Rep. Ron Peters, R-Tulsa, said Oklahoma needs to consider carefully any changes to its system.

"We need to be cautious about this," said Peters, chairman of a House budget subcommittee on human services who held a legislative study on the issue.

Privatizing the children and family services division of the Department of Human Services would be more expensive, he said.

State funding for the division, which is about $117 million this fiscal year, would have to double, based on figures from Kansas and Florida, which privatized child welfare services.

Thirteen states have privatized some portion of their case management services.

Debra Smith, director of the DHS Children and Family Services Division, estimated about 25 percent of some foster care services is contracted with private vendors.

About 30 DHS workers wore stickers against privatizing all child welfare management services. DHS has about 1,500 employees, including nearly 1,000 child welfare workers, working on child welfare, Smith said.

"We're getting the best outcomes that we can with the money that we have."
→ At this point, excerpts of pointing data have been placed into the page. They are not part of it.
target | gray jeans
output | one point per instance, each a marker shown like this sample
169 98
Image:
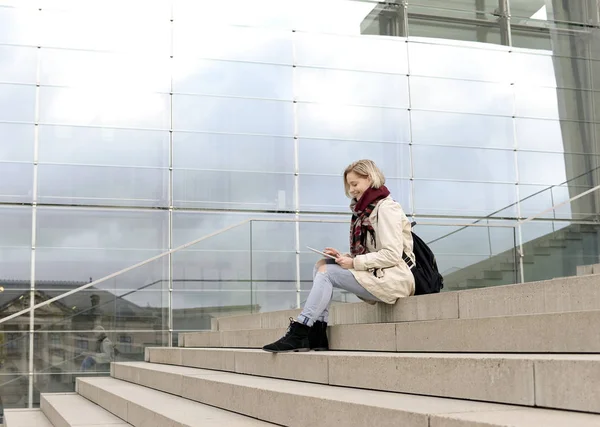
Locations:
319 299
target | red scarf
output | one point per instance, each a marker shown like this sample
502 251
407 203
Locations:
360 226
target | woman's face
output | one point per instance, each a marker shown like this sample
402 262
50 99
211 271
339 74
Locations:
357 184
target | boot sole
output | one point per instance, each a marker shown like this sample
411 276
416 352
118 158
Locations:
296 350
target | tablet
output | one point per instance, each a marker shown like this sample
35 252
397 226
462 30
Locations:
321 253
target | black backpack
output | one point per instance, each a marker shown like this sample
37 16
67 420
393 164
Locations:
428 279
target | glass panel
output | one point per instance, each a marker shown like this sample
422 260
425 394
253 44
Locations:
104 107
551 103
232 152
15 223
306 15
15 249
552 71
467 198
14 298
63 356
103 146
19 26
193 310
319 236
19 187
275 296
326 193
354 123
541 198
558 38
114 307
215 115
233 190
462 7
235 43
213 277
459 62
229 78
17 103
472 257
445 23
273 254
552 168
449 163
558 248
531 37
386 55
331 157
350 87
553 135
461 96
64 268
17 142
17 64
547 10
86 29
585 208
14 381
100 185
101 229
15 264
188 226
109 71
479 131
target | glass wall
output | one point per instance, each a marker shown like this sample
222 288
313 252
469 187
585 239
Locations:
127 129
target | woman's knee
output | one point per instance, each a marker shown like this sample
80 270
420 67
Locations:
320 267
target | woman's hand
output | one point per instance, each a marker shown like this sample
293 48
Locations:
333 252
345 262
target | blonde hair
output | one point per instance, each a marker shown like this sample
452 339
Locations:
365 168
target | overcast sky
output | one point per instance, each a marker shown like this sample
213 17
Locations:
349 90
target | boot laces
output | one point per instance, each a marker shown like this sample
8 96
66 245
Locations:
289 329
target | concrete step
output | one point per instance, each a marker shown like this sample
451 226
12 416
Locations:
146 406
556 295
569 332
497 378
583 270
293 403
25 418
71 409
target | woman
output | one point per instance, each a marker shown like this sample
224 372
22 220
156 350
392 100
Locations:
374 270
104 354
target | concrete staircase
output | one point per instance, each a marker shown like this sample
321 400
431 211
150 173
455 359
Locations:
519 355
555 254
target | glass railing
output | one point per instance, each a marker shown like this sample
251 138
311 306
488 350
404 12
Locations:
55 333
257 265
563 236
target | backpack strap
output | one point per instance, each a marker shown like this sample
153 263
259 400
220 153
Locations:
408 261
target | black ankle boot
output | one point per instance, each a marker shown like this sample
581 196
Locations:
317 337
295 339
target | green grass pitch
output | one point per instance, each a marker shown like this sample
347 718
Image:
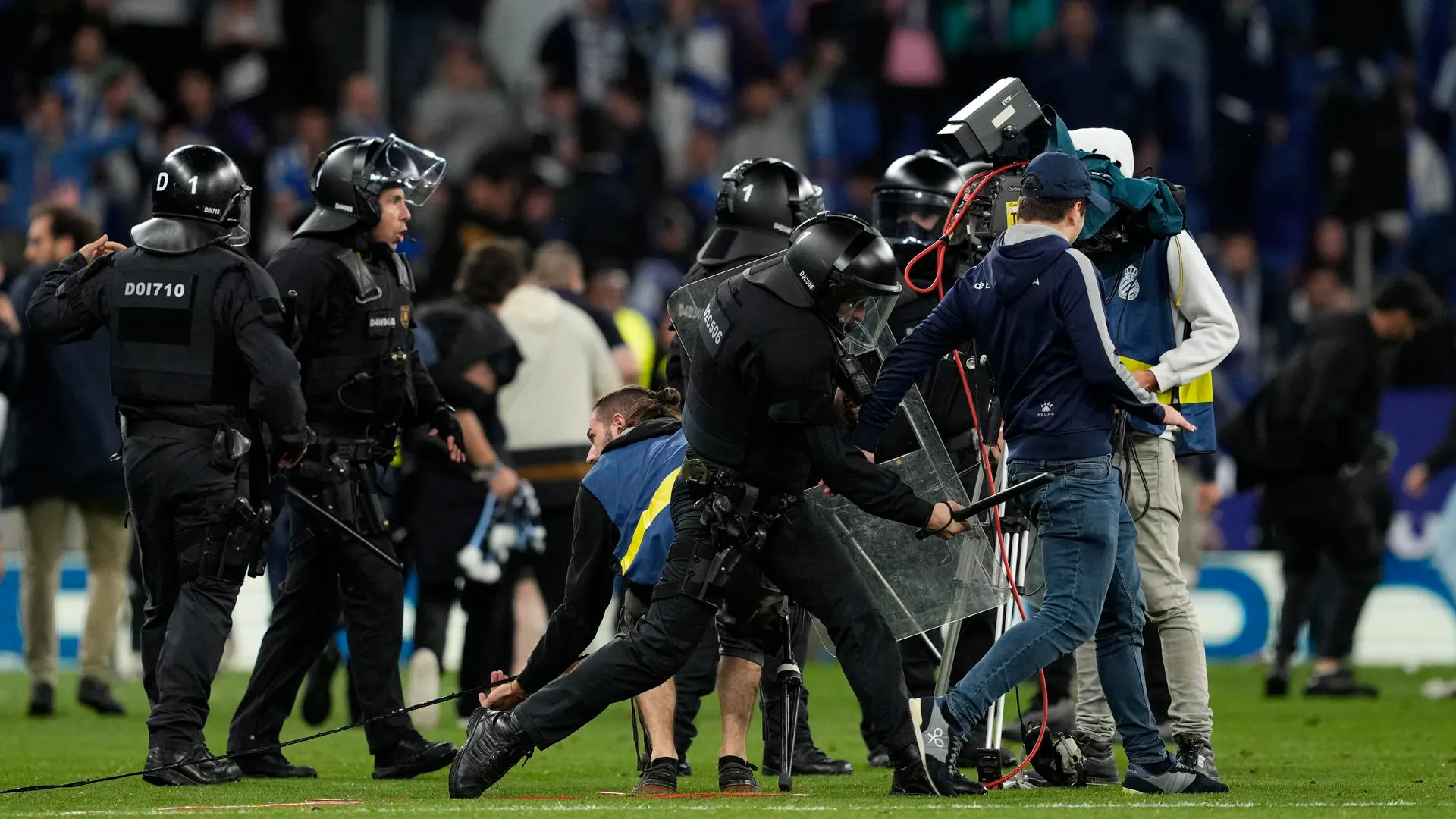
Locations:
1392 757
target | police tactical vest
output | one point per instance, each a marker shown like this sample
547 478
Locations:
344 365
164 341
635 487
1141 303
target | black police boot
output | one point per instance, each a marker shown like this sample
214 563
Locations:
273 767
42 700
658 779
178 767
218 770
318 691
736 776
494 744
1338 684
413 757
808 761
96 694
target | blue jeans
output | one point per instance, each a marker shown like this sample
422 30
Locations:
1087 541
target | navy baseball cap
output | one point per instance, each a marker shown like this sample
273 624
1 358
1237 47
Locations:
1056 175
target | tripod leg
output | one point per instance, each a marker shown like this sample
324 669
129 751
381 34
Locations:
789 684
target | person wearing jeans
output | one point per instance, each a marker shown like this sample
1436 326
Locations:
1034 308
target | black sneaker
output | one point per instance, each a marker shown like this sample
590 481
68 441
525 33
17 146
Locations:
658 779
1338 684
273 767
96 695
935 739
808 761
494 744
180 767
1097 761
736 776
1175 779
413 757
42 700
1196 752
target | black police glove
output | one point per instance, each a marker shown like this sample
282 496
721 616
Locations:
444 425
291 447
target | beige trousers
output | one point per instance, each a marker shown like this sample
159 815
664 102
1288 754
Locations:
108 548
1166 595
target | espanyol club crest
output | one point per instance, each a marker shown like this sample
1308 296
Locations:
1128 287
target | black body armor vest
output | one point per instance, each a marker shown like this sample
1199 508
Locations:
164 341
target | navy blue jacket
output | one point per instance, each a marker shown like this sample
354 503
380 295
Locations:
1034 308
61 425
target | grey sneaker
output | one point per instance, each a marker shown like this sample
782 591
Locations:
1098 761
1196 752
935 738
1177 779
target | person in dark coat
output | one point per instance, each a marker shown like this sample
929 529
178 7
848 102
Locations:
57 455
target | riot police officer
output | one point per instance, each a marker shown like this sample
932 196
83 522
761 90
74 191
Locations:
761 423
363 381
759 205
194 327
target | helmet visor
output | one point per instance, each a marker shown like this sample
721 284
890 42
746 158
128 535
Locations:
242 210
862 318
413 168
913 218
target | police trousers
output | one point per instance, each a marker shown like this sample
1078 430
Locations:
329 573
175 491
813 570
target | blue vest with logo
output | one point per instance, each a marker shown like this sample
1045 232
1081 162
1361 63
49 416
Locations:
1141 302
635 485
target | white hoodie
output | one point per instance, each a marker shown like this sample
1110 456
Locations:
565 369
1203 306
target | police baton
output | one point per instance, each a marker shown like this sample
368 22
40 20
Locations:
1009 493
347 529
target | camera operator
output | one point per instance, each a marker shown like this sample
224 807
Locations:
761 422
1034 306
1171 325
363 381
1304 436
759 205
194 330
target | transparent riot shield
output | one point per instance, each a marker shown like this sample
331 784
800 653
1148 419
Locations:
916 585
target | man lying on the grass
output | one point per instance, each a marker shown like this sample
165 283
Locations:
622 528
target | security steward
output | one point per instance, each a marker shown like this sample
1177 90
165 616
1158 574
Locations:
759 205
761 425
623 531
194 328
363 381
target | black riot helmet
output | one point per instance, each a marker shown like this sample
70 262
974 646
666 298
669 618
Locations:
842 268
759 206
909 207
199 199
351 174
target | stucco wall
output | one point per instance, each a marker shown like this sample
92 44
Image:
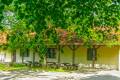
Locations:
106 57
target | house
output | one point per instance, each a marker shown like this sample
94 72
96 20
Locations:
104 56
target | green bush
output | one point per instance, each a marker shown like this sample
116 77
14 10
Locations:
18 65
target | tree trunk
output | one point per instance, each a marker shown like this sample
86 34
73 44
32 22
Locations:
59 52
93 59
73 55
33 58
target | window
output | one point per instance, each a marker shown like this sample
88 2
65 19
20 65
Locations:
24 53
91 53
51 53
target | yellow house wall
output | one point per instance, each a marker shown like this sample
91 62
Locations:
105 56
If privatization were to occur, DHS would still need to keep many of its employees, she said, to monitor contracts with private vendors and managing the programs. A major risk is that some private contractors providing various child welfare services in other states have folded, she said.

The Very Rev. Edward Fellhauer, president of St. Francis Community Services in Salina, Kan., which contracts with DHS to provide therapeutic foster care at offices in Stillwater and in Tulsa, said agencies that provide child welfare services in Kansas are reviewed monthly on about 25 issues.